One-third of NOAC patients treated inappropriately: study

Thursday, 28 Apr 2016

One in three patients prescribed apixaban, dabigatran or rivaroxaban are not being treated according to evidence-based guidelines, a Brisbane study has found.

Published in the Internal Medicine Journal the study concluded that 55 of 174 patients studied were treated inappropriately.

Treatment with a NOAC was contraindicated in 40% of this group, mainly because of severe renal impairment (creatinine clearance <30 mL/min).

Another 22% were prescribed an excessively high dose, and 38% were under-dosed.

“Our findings imply that there remains considerable uncertainty about appropriate prescribing and dosing of NOACs, particularly in patients with impaired renal function,” the research team concluded.

“We recommend judicious prescribing and regular monitoring of renal function in patients at high risk of complications from NOAC therapy.”

NOAC users were identified in the records of patients admitted to Brisbane’s three major teaching hospitals during a three-month period in 2014.

Three-quarters were prescribed NOACs because of non-valvular atrial fibrillation, and the remainder because of a history of venous thromboembolism.

The majority had commenced treatment in the community. Their renal function was generally poorer than those initiated in hospital, but the appropriateness of prescribing was no different between the groups.
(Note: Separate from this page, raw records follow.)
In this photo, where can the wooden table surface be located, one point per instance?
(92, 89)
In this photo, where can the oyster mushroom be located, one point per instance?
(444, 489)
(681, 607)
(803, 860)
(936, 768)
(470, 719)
However, appropriate prescribing was higher in patients with VTE rather than AF (85% vs 60%).

“A limited number of elderly patients (75 years of ager and older), or those with significant renal impairment or at extremes of body weight, were included in the major landmark clinical trials,” Ms Pattullo said.

In addition, patient selection and the frequency of review in routine clinical practice may not match the standards achieved in trials.

“If an incorrect dose is selected, a patient’s physiological parameters change, or interacting concomitant medications are erroneously assed, patients may receive inappropriate NOAC therapy for long periods of time without review or monitoring.

“These concerns have been borne out by reports of increased bleeding associated with NOAC use in the elderly.”

The research team recommended continued promotion of current guidelines on NOAC use, as well as routine monitoring of renal function during treatment.